With Press Ganey, Qualtrics can push its XM platform much deeper into healthcare and into a category where experience data is tied directly to institutional and professional performance.
The Qualtrics Money Trail
For Utah readers, Qualtrics needs little introduction.
The company was founded in Provo by Ryan Smith (still Executive Chairman), his father, Scott Smith, and his brother, Jared Smith.

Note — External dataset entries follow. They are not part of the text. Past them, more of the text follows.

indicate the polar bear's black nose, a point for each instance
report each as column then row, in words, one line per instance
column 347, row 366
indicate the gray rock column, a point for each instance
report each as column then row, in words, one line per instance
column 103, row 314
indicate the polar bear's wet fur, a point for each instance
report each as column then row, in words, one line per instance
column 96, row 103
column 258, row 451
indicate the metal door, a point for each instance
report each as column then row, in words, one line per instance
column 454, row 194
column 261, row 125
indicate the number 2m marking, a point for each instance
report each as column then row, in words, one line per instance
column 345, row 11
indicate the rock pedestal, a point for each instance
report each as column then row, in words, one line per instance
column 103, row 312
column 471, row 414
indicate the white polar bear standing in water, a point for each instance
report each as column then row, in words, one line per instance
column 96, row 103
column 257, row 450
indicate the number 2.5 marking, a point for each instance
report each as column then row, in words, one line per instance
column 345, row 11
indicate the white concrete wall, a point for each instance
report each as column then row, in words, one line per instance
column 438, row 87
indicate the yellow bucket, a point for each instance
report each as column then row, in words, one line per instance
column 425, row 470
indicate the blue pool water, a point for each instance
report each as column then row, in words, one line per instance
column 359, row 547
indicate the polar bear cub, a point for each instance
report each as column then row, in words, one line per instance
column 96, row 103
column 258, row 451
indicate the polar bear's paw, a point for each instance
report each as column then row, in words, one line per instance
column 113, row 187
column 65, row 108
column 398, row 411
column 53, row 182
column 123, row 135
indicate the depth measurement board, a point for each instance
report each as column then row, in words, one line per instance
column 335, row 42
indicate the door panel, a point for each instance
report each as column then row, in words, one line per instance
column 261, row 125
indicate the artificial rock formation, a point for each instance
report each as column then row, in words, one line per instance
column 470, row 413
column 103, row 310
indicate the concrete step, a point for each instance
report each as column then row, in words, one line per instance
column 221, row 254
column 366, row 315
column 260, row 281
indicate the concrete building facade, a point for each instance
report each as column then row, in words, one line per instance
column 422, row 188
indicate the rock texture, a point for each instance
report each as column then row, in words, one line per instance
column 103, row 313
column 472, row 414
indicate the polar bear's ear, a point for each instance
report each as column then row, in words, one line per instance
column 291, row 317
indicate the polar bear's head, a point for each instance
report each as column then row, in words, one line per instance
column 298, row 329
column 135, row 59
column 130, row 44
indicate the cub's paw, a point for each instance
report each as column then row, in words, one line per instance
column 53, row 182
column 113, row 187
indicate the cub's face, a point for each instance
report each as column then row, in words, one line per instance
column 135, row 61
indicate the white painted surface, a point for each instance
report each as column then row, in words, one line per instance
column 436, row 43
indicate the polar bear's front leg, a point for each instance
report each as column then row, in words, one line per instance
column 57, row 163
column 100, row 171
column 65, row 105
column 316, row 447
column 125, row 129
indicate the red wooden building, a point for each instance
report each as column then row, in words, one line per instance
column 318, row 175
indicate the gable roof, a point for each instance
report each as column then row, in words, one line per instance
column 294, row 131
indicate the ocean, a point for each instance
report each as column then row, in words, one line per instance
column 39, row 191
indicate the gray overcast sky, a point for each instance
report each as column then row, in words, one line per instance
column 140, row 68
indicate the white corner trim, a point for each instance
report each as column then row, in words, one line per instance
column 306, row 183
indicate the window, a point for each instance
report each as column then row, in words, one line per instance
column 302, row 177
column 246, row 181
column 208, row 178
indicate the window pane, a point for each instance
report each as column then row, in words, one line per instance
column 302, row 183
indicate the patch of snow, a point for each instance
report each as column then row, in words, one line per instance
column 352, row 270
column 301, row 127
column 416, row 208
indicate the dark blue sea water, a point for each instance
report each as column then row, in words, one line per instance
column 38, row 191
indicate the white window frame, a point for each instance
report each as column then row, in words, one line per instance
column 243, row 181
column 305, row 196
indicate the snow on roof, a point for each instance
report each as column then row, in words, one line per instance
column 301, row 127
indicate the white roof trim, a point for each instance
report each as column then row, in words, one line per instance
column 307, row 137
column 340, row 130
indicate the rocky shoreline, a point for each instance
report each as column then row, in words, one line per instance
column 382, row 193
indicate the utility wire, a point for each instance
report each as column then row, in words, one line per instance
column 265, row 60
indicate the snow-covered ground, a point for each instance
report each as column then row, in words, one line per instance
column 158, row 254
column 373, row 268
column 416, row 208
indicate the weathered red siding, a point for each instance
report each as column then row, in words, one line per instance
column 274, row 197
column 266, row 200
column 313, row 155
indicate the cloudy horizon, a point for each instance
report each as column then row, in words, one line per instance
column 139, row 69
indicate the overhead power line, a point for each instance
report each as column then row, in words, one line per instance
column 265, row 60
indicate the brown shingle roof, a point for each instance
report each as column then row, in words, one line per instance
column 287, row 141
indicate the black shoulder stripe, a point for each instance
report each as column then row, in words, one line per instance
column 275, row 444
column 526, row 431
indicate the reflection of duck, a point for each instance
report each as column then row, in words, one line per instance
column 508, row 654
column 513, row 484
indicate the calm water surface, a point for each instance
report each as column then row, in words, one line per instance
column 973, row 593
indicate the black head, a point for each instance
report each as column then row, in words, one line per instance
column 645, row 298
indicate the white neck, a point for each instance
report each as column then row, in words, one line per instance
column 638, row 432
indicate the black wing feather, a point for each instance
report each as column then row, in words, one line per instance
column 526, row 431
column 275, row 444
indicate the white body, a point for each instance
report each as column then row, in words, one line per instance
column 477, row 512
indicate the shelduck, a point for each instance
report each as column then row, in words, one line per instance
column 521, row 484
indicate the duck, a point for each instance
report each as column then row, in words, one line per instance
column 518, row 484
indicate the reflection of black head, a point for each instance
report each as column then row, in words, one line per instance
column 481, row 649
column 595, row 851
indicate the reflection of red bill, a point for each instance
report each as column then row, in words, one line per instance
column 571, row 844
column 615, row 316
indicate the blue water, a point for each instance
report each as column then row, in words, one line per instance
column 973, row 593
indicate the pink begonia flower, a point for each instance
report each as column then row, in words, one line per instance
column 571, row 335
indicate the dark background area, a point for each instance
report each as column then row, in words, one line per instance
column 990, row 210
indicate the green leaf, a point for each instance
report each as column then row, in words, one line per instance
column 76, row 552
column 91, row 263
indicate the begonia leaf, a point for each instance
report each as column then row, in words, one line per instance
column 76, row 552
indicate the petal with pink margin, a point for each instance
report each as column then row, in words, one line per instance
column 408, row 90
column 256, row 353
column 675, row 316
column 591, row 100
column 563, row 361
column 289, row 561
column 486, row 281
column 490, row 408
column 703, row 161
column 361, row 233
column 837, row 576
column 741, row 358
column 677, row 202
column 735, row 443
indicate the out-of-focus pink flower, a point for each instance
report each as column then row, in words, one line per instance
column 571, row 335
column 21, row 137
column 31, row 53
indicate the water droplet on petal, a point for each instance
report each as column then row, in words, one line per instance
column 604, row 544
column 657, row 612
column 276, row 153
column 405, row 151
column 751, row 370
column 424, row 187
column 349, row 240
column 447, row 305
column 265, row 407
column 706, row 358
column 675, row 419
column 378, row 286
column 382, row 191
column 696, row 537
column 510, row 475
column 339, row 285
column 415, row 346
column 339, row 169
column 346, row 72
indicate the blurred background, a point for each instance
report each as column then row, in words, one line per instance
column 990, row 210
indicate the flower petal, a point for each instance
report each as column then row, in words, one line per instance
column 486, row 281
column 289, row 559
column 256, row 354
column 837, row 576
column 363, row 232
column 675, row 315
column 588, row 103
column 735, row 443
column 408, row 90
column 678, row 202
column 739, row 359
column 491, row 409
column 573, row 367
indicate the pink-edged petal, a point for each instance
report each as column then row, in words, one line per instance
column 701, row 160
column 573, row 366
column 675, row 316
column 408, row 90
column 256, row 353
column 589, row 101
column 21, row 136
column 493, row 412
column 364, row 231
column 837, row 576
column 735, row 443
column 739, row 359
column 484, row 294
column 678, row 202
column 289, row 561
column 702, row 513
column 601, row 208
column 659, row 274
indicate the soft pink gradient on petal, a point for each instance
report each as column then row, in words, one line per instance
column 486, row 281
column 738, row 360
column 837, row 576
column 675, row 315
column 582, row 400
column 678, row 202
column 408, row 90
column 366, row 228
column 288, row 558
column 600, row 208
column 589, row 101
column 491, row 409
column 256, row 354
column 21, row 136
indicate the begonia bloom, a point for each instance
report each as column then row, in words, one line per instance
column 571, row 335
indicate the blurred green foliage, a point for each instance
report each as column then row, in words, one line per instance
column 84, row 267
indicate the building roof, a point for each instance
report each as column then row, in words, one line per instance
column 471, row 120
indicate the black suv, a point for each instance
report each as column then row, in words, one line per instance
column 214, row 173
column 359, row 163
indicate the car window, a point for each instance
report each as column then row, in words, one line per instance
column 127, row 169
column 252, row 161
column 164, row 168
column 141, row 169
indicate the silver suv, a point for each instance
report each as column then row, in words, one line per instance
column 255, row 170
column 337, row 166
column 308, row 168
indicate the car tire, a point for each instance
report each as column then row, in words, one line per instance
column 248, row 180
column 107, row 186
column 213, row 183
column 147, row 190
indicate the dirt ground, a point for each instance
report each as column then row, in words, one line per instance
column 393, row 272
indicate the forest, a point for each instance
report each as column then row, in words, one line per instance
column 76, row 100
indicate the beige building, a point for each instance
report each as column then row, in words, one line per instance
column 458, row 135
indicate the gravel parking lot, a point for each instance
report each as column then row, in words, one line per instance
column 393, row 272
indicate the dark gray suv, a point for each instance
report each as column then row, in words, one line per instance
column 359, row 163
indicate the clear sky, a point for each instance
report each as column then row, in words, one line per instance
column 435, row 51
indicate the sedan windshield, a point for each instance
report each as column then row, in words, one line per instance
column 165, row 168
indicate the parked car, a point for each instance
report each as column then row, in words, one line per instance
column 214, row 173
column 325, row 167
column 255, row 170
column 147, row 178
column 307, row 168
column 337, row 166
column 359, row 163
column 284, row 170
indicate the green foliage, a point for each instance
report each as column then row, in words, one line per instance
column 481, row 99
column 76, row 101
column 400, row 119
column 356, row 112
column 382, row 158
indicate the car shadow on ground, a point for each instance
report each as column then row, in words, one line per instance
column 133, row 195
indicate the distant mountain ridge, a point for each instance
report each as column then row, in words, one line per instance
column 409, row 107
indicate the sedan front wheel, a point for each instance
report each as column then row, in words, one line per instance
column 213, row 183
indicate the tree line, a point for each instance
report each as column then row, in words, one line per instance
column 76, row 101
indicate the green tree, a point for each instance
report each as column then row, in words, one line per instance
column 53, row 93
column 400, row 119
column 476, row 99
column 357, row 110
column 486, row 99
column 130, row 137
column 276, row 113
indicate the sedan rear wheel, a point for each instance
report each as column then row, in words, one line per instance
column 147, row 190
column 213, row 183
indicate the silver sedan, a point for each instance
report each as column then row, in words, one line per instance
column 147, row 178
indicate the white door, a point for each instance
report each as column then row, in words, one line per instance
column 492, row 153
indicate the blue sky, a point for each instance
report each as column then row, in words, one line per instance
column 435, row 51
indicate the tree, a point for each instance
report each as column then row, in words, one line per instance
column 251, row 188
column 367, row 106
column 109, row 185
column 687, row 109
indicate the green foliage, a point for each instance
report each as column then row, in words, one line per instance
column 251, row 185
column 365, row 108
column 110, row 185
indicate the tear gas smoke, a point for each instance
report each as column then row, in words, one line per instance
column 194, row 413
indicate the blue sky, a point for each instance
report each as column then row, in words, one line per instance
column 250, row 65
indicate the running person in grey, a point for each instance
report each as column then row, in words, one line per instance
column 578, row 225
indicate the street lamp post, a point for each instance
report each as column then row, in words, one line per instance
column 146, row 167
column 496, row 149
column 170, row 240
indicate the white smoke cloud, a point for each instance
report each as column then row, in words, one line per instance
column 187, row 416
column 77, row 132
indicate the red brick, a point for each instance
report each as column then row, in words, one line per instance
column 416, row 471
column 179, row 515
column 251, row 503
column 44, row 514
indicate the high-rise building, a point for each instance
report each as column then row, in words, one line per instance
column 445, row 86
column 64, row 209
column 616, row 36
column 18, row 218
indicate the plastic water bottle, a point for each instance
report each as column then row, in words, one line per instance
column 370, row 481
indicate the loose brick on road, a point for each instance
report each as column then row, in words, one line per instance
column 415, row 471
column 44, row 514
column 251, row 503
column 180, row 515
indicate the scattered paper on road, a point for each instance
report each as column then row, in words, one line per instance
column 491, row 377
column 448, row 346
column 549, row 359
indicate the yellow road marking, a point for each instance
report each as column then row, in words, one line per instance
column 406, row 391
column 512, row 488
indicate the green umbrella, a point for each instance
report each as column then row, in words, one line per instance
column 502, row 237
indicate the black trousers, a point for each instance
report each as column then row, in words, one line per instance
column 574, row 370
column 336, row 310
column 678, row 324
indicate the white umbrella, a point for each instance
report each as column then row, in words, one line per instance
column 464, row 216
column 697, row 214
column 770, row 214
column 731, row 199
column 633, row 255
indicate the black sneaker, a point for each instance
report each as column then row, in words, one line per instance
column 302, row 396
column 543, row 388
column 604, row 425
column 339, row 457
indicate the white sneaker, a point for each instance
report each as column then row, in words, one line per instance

Over time, it became one of the defining companies in Utah’s modern technology economy.
That founder story matters.
But for Utah Money Watch, the money trail matters more.
In 2019, SAP SE completed its $8 billion acquisition of Qualtrics, just before Qualtrics was expected to go public.
In 2021, SAP completed Qualtrics' journey to the public marketplace through an initial public offering.
Then, in 2023, Silver Lake and CPP Investments completed a $12.5 billion all-cash acquisition of Qualtrics, taking the company private again.
Now comes this $6.75 billion acquisition of Press Ganey Forsta.
That sequence is why this story matters.
Qualtrics is not merely a Utah company that had one large exit and then faded into the background.

It has remained a major technology platform within the state through multiple ownership chapters:
🔹 Founder-led growth,
🔹 Strategic acquisition,
🔹 Public-market return,
🔹 Private-equity-backed ownership, and now
🔹 Multibillion-dollar healthcare-data expansion.
That's not just unusual; it's financially meaningful.
Why This Deal Changes the Qualtrics Story
Before this acquisition, Qualtrics was arguably the most important enterprise software company ever built in Utah, more so than Novell, WordPerfect and a handful of other firms.
After this acquisition, Qualtrics becomes a much more important HealthTech story as well.
That does not mean Qualtrics is now only a HealthTech company, because it's not.
But healthcare is now a much larger part of the company’s identity, product strategy, data strategy, and market opportunity.
That is the point.
Press Ganey Forsta gives Qualtrics a much stronger position in a sector where experience, trust, workforce morale, patient communication, and institutional performance are increasingly measurable, actionable, and financially relevant.
For a company built around XM, healthcare may be one of the most important places that category can now go.